98. f. 49r, Z. 11, (parabula) – saga (11) habetur autem in euangelio quod dicitur secundum hebraeos scribta ista ista pa/ (12) rabula (3,39,17; 293,10) ‚Dieses Gleichnis befindet sich auch in dem Evangelium, welches ‚nach den Hebräern geschrieben‘ genannt wird.‘ Fein eingeprägt mit stumpfem Griffel, marg. rechts neben Z. 11, neben pa/. saga: Nom.

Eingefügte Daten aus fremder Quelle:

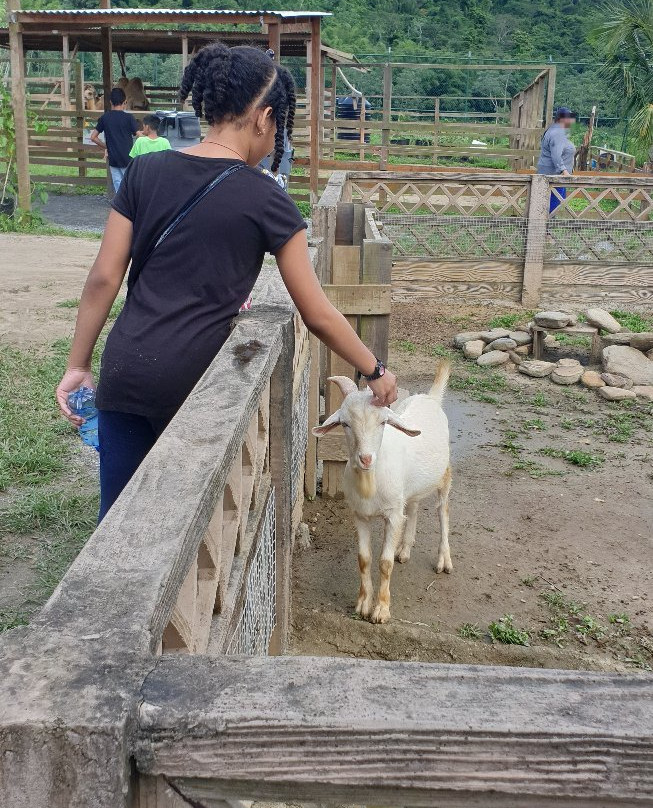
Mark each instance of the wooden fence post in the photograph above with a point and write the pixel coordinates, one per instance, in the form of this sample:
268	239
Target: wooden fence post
387	108
538	214
19	103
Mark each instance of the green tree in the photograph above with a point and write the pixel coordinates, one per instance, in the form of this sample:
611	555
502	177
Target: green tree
626	42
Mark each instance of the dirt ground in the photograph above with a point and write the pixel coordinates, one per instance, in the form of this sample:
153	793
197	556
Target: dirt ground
561	548
546	529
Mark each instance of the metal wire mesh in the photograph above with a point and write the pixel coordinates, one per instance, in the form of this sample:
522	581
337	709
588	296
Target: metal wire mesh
619	241
455	236
258	618
299	435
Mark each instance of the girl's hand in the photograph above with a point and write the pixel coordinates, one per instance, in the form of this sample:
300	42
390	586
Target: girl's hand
384	389
73	379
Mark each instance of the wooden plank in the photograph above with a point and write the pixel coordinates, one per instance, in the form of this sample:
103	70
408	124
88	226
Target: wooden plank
600	274
427	270
538	212
317	729
355	299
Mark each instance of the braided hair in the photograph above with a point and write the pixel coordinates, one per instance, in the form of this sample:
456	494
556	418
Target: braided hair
224	82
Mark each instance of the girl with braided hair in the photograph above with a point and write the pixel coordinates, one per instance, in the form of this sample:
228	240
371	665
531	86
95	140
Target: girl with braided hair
195	226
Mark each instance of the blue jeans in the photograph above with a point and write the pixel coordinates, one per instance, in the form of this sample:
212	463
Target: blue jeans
116	176
125	440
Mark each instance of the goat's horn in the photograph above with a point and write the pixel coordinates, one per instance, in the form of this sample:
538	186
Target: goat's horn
345	384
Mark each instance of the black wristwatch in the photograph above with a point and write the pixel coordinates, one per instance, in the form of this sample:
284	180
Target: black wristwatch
379	371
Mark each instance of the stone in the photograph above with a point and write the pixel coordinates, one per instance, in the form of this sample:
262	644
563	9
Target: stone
552	319
622	338
466	336
629	362
643	341
644	391
592	379
503	344
492	358
494	333
617	380
615	393
474	348
567	374
522	337
537	368
604	320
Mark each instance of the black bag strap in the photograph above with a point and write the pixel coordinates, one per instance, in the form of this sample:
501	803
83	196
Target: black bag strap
135	269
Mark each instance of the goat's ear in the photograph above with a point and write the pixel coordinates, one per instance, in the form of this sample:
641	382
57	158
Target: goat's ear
331	423
397	423
345	384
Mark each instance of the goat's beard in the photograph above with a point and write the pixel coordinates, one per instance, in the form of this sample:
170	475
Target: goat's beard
365	483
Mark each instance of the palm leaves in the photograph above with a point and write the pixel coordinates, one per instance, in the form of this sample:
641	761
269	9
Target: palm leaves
625	40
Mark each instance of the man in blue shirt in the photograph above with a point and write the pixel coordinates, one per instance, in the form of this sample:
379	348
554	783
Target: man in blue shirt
119	128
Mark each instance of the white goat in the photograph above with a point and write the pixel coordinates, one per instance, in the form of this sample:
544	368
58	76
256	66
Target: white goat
389	472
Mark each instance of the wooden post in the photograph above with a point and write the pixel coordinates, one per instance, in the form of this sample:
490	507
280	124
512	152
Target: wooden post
436	139
387	107
65	86
79	120
274	39
19	104
107	50
361	138
550	95
538	214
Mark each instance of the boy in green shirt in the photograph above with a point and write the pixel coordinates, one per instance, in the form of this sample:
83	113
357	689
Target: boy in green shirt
150	141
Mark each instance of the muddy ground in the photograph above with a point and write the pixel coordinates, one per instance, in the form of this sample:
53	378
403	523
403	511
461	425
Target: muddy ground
565	550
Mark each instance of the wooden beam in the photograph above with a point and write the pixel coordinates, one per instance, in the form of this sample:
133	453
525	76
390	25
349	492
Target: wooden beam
397	733
17	62
315	106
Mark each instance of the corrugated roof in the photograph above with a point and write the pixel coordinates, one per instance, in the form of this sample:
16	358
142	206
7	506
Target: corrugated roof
181	12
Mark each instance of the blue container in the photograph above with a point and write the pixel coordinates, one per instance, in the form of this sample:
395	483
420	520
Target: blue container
82	403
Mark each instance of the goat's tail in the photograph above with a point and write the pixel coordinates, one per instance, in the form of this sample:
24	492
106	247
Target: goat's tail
442	373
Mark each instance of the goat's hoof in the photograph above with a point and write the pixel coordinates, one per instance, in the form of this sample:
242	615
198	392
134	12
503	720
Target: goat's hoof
444	565
364	607
381	614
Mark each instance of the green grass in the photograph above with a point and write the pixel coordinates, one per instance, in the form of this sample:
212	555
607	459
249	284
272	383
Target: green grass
503	630
470	631
632	321
576	457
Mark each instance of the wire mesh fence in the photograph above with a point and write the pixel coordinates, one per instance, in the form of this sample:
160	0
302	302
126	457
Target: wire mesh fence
258	618
445	237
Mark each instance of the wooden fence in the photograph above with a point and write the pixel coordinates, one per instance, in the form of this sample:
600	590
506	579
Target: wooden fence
124	693
481	237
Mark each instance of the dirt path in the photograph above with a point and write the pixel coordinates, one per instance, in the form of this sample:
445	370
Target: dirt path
532	536
36	274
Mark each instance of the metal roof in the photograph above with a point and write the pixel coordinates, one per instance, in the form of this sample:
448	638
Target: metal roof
61	13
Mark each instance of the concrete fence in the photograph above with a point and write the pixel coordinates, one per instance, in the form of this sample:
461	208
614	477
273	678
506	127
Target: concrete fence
123	692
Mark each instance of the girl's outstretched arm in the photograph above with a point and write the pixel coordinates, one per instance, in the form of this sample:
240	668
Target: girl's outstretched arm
100	291
324	320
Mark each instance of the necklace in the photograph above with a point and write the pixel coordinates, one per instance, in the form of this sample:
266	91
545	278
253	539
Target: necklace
222	146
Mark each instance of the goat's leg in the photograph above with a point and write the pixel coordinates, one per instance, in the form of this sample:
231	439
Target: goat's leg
366	591
444	558
394	526
403	552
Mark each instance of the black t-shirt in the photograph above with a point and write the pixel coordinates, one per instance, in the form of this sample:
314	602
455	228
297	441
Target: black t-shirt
178	313
119	128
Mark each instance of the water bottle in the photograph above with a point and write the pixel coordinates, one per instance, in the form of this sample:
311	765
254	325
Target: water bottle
82	403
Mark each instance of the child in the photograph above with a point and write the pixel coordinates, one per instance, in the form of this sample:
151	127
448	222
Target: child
150	141
182	297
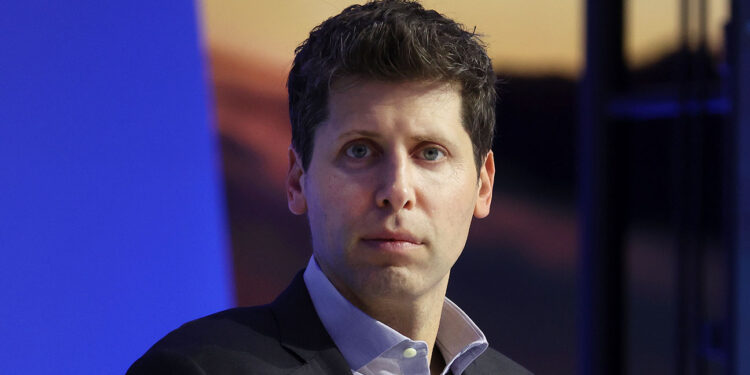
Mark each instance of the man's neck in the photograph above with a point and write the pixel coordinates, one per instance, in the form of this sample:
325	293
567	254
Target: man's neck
416	318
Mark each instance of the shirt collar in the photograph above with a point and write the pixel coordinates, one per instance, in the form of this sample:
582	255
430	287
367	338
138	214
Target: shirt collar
360	338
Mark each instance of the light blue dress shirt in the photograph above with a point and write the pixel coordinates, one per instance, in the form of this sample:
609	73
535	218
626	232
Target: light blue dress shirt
373	348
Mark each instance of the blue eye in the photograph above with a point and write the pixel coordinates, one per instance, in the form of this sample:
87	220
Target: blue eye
432	153
358	151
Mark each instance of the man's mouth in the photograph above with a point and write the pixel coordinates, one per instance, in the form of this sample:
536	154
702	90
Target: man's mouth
392	240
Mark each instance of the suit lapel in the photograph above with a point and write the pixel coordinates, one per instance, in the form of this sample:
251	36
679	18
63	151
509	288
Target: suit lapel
301	332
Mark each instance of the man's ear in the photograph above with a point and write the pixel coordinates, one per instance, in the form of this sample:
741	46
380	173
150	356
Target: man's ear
295	194
486	181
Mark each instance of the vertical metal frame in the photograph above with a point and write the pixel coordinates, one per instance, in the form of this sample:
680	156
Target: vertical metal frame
600	199
740	320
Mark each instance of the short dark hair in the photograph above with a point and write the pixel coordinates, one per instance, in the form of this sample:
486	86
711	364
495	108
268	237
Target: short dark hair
394	41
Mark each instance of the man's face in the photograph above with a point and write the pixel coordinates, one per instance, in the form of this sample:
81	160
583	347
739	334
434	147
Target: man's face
391	189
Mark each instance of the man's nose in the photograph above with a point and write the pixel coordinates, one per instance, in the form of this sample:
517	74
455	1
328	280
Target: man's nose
395	186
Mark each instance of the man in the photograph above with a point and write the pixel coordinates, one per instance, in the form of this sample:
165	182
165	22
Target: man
392	111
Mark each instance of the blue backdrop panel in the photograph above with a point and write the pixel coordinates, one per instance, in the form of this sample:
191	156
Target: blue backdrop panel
111	222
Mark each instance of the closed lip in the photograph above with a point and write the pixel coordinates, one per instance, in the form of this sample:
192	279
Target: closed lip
393	237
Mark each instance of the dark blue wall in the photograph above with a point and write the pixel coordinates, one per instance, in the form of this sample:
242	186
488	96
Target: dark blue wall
111	212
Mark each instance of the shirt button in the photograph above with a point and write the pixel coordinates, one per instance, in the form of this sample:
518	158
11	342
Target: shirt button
410	353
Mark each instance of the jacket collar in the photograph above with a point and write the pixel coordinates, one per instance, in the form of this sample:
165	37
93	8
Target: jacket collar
301	332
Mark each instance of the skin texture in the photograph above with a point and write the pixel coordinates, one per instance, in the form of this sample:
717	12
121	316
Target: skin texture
390	193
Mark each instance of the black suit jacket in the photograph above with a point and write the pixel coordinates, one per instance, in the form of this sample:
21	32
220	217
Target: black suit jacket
285	337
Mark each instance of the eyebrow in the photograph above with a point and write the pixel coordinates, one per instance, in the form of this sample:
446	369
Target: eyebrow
363	133
418	138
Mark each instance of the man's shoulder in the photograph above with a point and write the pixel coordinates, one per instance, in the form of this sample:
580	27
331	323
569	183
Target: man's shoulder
231	341
235	327
494	362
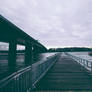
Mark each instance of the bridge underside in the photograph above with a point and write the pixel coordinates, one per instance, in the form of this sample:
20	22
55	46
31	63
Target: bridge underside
66	74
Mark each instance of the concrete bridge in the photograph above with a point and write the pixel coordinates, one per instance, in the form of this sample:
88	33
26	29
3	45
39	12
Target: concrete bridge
57	72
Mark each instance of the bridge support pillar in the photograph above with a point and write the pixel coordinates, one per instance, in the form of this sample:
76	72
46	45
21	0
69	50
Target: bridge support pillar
12	55
28	54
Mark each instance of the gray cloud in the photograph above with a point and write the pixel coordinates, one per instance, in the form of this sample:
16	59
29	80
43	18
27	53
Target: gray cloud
54	23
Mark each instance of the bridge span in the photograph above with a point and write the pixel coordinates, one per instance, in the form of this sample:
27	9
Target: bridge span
57	72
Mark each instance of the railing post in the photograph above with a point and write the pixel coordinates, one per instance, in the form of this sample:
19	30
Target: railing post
91	66
12	55
28	54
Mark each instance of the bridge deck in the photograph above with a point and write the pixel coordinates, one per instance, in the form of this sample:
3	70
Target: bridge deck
66	74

Sg. st. sw. F. ahd. saga ‚Erzählung, Gleichnis‘ – GSp 6,105. SpAW 1,782. StWG 501. SchG 8,57. 99. f. 49v, Z. 19, profectus – spoot (19) Et quidem saluatoris nostri institutio ecclesiarumque profectus crescebat in / (20) dies (4,2,1; 301,7) ‚Der Unterricht unseres Erlösers und der Erfolg der Kirchen vermehrten sich nämlich Tag für Tag.‘ Mit stumpfem Griffel gut lesbar intl. über profect- eingetragen. (Länge der Glosse: 13 mm.) spoot: Nom. Sg. st. F. ahd. spuot ‚Fortschritt, Wachstum‘ – GSp 6,318. SpAW 1,917. StWG 582. SchG 8,143. 100.–101. f. 51v, Z. 12 (10) … do/ (11) cere etiam eum refert immolata absque ullo respectu conscientiae de/ (12) gustanda et sine scrupulo atque indifferenter fidem negandam perse/ (13) cutionis temporibus (4,761,7; 311,20) ‚Er berichtet auch, dass dieser lehrte, dass Opfer ohne Rücksicht auf das Gewissen und ohne Besorgnis gekostet werden sollten und überdies der Glaube in Zeiten der Verfolgung gleichgültig geleugnet werden könne.‘ 100. f. 51v, Z. 12, sine scrupulo (4,7,7; 311,20) – anahuaten Mit stumpfem Griffel intl. über -crupulo, t mit längerem Schaft, e und n stehen in Ligatur. Im Bereich von at stören Knitter im Pergament die Entzifferung. (Länge der Glosse: 20 mm.) anahuaten: Bestehend aus ana: Präp. ahd. ānu ‚ohne‘ – AWB 1,577 (ānu mit Genitiv: 599). GSp 1,282. SpAW 1,25. StWG 32, 788, 836. SchG 1,187. EWA 1,289 und huaten: Gen. Sg. sw. M. ahd. huoto oder huoteo ‚Besorgnis, Bedenken‘. Es liegt näher, ein bislang unbelegtes an- (oder jan-?) stämmiges schwaches Maskulinum anzusetzen, als das sw. V. ahd. huoten ‚behüten‘ (AWB 4,1402) in Betracht zu ziehen, da die Kombination von ānu + Infinitiv auf wenige und lexikalisierte Bildungen beschränkt erscheint (ānu sīn, ānu werdan, AWB 1,577), wo ānu zudem adverbiale Funktion hat.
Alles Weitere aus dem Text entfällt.